Ces deux critiques font signe vers un même problème qui est sous-jacent à l’idéal d’insurrection populaire, à savoir le problème de l’ordre (Gobbi et al., Reference Gobbi, Gorriahn, Staemmler and Volk2022). Suivant une interprétation réactive et évènementielle, il semble en effet que cet idéal peine à rendre compte de la manière dont les pratiques contestataires des mouvements sociaux s’inscrivent dans une dynamique non seulement de contestation des institutions politiques et des rapports sociaux existants, mais aussi de démocratisation de la démocratie, soit de transformation de ces mêmes institutions et rapports dans une perspective démocratique. Il échoue ainsi à rendre effectivement compte du lien entre l’action collective du demos et la réalisation de la démocratie. La question est alors de savoir en quoi la contestation, voire le rejet de l’ordre politique de la démocratie libérale n’ouvre pas simplement la voie aux tendances contraires à la démocratie que cherchent précisément à critiquer et à contrer les théories de la démocratie radicale en recourant à l’idéal d’insurrection populaire. En ce sens, le problème de l’ordre auquel se heurtent ces théories revêt une double importance. Il importe d’abord en ce qu’il remet en question la force du lien qu’elles postulent entre l’action collective du demos et la réalisation de la démocratie. Mais il importe également en ce qu’il donne une assise à l’une des objections les plus fortes que l’on peut opposer à ces théories, à savoir que leur problématisation du conflit est susceptible d’ouvrir la voie aux tendances contraires à la démocratie que contestent les mouvements sociaux et que permet de prévenir, jusqu’à un certain point, l’ordre politique de la démocratie libérale. Considérer que les mouvements sociaux s’inscrivent dans une stricte dynamique de contestation de cet ordre, n’est-ce pas in fine renoncer à penser la spécificité de leur apport démocratique à celui-ci ? L’enjeu est donc de savoir comment penser le rapport des pratiques contestataires des mouvements sociaux à l’ordre politique en évitant de se contenter d’entériner, une fois de plus, la légitimité de la démocratie libérale face aux menaces qui pèsent sur elle.

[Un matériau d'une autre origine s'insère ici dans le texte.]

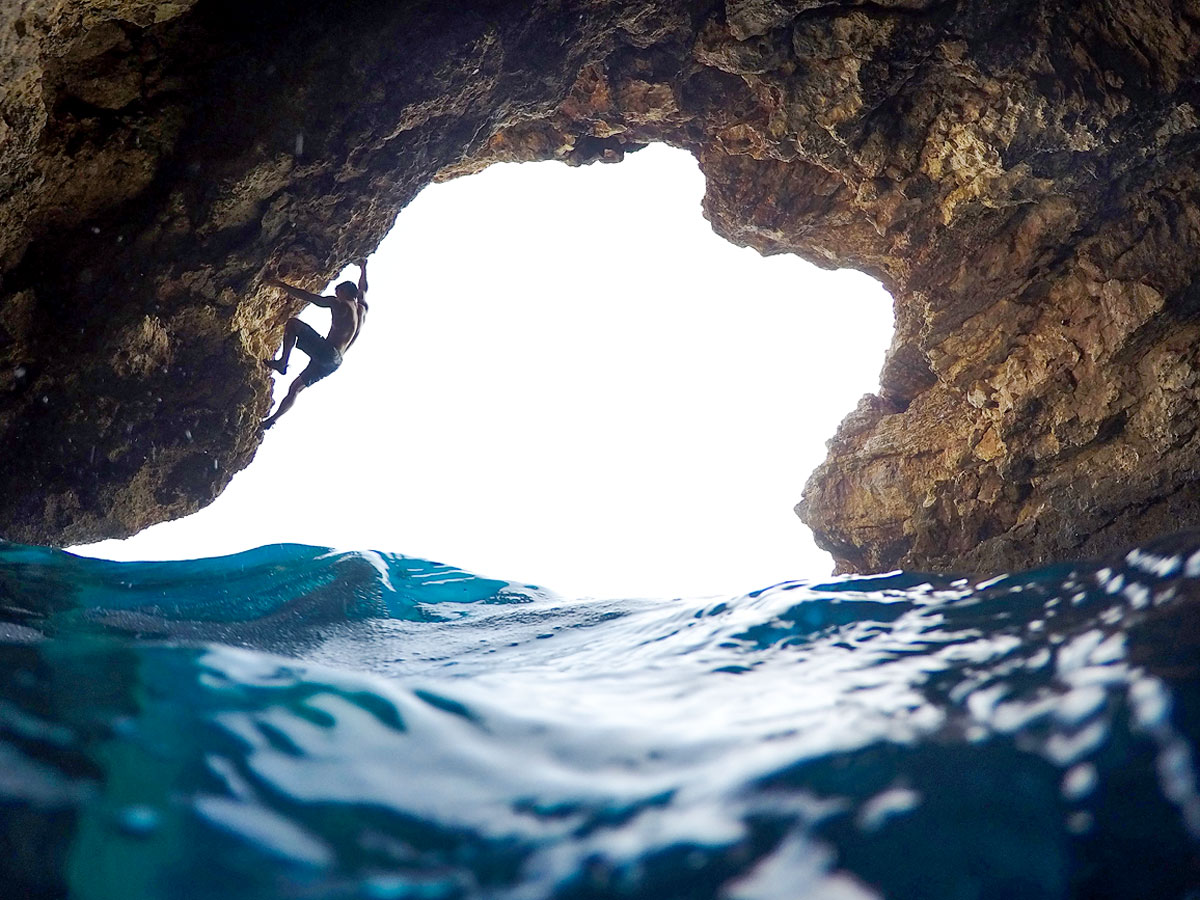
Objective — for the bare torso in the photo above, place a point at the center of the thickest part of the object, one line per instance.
(347, 318)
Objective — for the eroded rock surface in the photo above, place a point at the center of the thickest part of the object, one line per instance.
(1020, 175)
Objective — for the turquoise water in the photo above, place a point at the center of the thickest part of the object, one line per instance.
(295, 723)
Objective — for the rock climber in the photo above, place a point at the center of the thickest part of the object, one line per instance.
(347, 309)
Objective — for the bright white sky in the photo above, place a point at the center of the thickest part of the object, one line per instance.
(567, 379)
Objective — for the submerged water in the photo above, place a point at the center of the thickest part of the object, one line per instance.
(295, 723)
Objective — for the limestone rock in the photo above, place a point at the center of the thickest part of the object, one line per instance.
(1020, 175)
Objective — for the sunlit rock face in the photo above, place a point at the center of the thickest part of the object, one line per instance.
(1020, 175)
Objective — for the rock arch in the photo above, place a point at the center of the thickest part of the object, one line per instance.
(1020, 175)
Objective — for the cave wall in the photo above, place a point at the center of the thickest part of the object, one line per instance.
(1021, 177)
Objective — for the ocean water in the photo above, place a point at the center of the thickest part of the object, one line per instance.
(297, 723)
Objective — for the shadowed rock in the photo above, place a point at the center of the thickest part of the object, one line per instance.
(1020, 177)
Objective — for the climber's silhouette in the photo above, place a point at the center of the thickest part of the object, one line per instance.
(347, 309)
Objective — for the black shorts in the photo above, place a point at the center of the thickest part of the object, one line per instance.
(323, 357)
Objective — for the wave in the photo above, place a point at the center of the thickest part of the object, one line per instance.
(298, 723)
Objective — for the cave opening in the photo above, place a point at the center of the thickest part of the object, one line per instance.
(567, 378)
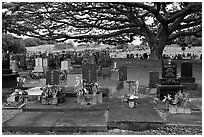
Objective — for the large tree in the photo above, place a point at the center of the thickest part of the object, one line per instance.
(117, 22)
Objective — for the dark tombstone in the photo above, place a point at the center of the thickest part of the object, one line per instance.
(122, 73)
(52, 77)
(153, 79)
(170, 84)
(187, 78)
(169, 70)
(186, 69)
(9, 80)
(89, 73)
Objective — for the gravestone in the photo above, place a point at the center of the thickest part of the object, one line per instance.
(9, 80)
(52, 77)
(153, 79)
(38, 65)
(170, 84)
(187, 78)
(13, 65)
(64, 65)
(122, 73)
(22, 62)
(89, 73)
(45, 64)
(30, 63)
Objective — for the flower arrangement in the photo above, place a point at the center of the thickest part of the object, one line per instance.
(180, 103)
(87, 91)
(50, 93)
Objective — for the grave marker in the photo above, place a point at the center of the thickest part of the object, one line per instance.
(89, 73)
(64, 65)
(45, 64)
(187, 78)
(170, 84)
(38, 65)
(122, 73)
(52, 77)
(153, 79)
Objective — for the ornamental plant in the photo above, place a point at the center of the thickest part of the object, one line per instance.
(50, 91)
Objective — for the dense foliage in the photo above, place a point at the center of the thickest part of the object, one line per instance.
(158, 23)
(12, 44)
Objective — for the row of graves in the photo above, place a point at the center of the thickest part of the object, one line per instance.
(38, 64)
(87, 91)
(170, 89)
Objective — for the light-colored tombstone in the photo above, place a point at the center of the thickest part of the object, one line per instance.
(45, 64)
(38, 65)
(13, 65)
(64, 65)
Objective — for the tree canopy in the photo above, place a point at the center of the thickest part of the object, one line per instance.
(107, 22)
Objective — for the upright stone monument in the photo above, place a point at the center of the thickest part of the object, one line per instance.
(153, 79)
(122, 73)
(52, 77)
(38, 65)
(170, 84)
(45, 64)
(64, 65)
(9, 80)
(89, 73)
(187, 78)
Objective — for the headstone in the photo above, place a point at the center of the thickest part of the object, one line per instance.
(52, 77)
(45, 64)
(89, 73)
(38, 65)
(186, 69)
(153, 79)
(170, 84)
(9, 80)
(187, 78)
(72, 80)
(122, 73)
(13, 65)
(64, 65)
(169, 70)
(69, 63)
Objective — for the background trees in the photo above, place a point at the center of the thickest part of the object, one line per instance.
(12, 44)
(160, 23)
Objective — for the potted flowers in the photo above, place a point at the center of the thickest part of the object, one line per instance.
(180, 103)
(87, 93)
(49, 94)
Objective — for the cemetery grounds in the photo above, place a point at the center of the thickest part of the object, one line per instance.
(138, 69)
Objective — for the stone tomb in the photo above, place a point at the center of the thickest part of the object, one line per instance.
(122, 73)
(89, 73)
(38, 65)
(64, 65)
(187, 78)
(9, 80)
(13, 65)
(52, 77)
(153, 79)
(170, 84)
(45, 64)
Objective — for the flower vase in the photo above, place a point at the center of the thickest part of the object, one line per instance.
(180, 110)
(99, 98)
(173, 109)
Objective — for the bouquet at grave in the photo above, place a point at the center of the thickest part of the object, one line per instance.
(86, 88)
(167, 100)
(20, 81)
(18, 96)
(51, 91)
(181, 99)
(180, 103)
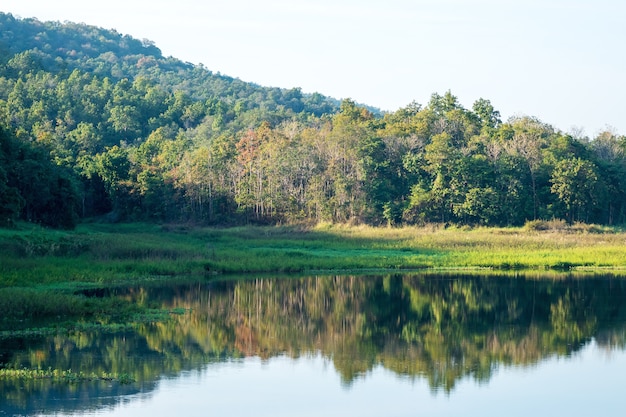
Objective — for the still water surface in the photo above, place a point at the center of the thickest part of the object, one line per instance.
(394, 345)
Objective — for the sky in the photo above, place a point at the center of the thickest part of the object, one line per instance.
(561, 61)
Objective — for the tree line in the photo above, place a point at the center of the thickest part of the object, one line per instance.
(128, 136)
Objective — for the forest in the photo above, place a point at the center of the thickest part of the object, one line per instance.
(95, 124)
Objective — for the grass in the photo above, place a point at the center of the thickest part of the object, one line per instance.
(44, 273)
(67, 376)
(106, 254)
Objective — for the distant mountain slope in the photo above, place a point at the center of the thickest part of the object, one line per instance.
(107, 53)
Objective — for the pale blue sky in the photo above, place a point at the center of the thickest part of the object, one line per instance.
(562, 61)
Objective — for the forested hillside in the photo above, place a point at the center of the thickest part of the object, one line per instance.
(100, 124)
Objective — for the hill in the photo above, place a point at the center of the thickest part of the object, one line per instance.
(99, 124)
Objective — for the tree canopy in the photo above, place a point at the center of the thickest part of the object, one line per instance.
(98, 123)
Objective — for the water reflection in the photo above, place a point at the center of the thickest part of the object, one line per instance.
(438, 329)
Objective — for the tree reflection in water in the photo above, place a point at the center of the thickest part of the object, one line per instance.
(441, 328)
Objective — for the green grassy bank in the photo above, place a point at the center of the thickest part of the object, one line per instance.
(95, 253)
(44, 273)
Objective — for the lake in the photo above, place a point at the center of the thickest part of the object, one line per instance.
(392, 345)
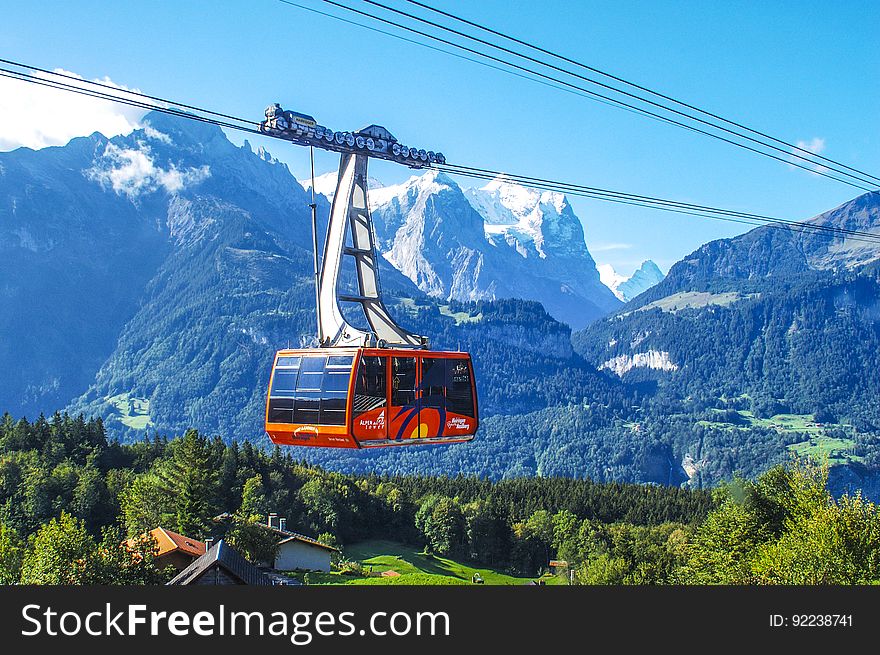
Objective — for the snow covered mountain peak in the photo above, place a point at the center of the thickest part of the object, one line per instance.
(627, 288)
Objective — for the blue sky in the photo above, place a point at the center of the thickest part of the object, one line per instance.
(803, 71)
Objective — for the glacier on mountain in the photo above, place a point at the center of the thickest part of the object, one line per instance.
(627, 288)
(499, 241)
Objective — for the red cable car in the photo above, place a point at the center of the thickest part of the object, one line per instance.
(371, 397)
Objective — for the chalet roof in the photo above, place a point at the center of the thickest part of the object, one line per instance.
(288, 537)
(169, 542)
(223, 555)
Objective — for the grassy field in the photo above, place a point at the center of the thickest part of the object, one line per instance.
(414, 567)
(460, 317)
(135, 412)
(813, 441)
(693, 300)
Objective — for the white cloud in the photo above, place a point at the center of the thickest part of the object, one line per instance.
(603, 247)
(152, 133)
(132, 171)
(37, 116)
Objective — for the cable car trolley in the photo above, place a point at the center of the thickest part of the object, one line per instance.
(362, 388)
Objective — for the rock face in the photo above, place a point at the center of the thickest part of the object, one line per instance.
(501, 241)
(627, 288)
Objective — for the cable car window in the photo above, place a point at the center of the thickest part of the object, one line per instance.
(403, 379)
(459, 392)
(334, 394)
(306, 408)
(281, 410)
(434, 382)
(336, 360)
(284, 383)
(311, 373)
(371, 390)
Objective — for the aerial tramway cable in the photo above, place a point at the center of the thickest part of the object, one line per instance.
(815, 168)
(137, 99)
(811, 155)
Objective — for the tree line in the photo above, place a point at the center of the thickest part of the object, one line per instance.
(69, 498)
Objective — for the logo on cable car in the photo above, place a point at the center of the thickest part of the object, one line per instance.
(377, 423)
(456, 423)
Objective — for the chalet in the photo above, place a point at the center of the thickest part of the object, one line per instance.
(221, 565)
(174, 549)
(297, 551)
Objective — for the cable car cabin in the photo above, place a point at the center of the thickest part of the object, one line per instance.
(370, 398)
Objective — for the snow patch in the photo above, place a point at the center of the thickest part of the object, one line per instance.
(653, 359)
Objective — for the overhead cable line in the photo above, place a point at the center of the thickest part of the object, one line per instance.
(134, 98)
(859, 183)
(457, 55)
(661, 204)
(638, 86)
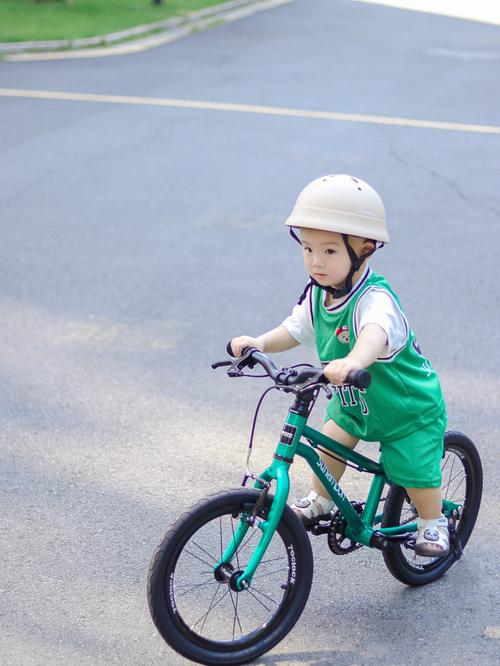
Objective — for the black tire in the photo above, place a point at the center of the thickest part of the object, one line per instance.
(463, 484)
(272, 604)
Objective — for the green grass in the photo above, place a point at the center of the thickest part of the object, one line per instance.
(25, 20)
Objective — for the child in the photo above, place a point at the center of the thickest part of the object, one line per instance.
(355, 321)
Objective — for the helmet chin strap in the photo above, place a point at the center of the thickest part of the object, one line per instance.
(356, 263)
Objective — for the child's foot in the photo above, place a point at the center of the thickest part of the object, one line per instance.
(312, 508)
(433, 537)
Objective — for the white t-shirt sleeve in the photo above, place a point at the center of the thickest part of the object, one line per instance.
(377, 306)
(299, 323)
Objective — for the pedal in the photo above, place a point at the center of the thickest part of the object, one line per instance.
(321, 527)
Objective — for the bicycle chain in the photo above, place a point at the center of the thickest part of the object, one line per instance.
(336, 534)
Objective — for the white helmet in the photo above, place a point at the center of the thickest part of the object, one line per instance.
(343, 204)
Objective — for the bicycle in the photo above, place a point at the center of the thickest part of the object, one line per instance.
(231, 576)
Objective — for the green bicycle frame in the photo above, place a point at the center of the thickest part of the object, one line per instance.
(360, 528)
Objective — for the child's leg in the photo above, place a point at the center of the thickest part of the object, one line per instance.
(427, 501)
(337, 468)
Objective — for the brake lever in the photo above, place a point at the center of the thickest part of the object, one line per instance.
(319, 385)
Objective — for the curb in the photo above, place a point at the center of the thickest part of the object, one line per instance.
(169, 30)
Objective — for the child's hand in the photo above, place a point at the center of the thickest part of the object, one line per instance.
(239, 343)
(337, 371)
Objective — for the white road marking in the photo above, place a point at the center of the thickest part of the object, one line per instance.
(492, 632)
(485, 11)
(227, 15)
(464, 54)
(248, 108)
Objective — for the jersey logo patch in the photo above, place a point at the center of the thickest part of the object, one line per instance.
(342, 334)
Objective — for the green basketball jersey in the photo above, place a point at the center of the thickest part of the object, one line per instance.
(404, 394)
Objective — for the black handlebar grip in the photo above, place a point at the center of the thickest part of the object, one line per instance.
(359, 378)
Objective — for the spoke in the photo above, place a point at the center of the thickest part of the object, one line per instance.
(273, 559)
(212, 606)
(220, 530)
(195, 587)
(264, 595)
(236, 552)
(461, 471)
(204, 616)
(257, 599)
(445, 488)
(457, 487)
(447, 460)
(205, 551)
(254, 532)
(196, 557)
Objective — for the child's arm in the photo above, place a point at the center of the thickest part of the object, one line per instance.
(369, 346)
(279, 339)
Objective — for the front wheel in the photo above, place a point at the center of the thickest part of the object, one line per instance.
(201, 616)
(462, 484)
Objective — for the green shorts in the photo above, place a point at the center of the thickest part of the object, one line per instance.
(414, 461)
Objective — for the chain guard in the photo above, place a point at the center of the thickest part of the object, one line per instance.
(337, 540)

3. Construire un ordre démocratique
Ainsi posé, le problème de l’ordre apparaît susceptible de mener au simple rejet de l’idéal d’insurrection populaireFootnote 9. Il est cependant possible de le surmonter dès lors que les pratiques contestataires des mouvements sociaux sont pensées au prisme d’une conception active et structurelle de la conflictualité politique. En ce sens, le problème de l’ordre devrait moins amener à renoncer à l’idéal d’insurrection populaire qu’à le réinterpréter à l’aune d’une conception alternative de la conflictualité politique qui permet de rendre compte des effets qu’ont les pratiques contestataires des mouvements sociaux sur les institutions politiques et les rapports sociaux existants, et de la manière dont elles contribuent à instituer la démocratie. Cette conception alternative de la conflictualité politique peut être comprise par contraste avec l’interprétation réactive et évènementielle de l’idéal d’insurrection populaire qui se dégage des théories de la démocratie radicale. À travers ce contraste, nous soutiendrons que les mouvements sociaux présentent un apport pratique et normatif à la démocratie et que l’effectivité de cet apport dépend de leur capacité à s’inscrire dans un rapport de tension continu avec les institutions politiques.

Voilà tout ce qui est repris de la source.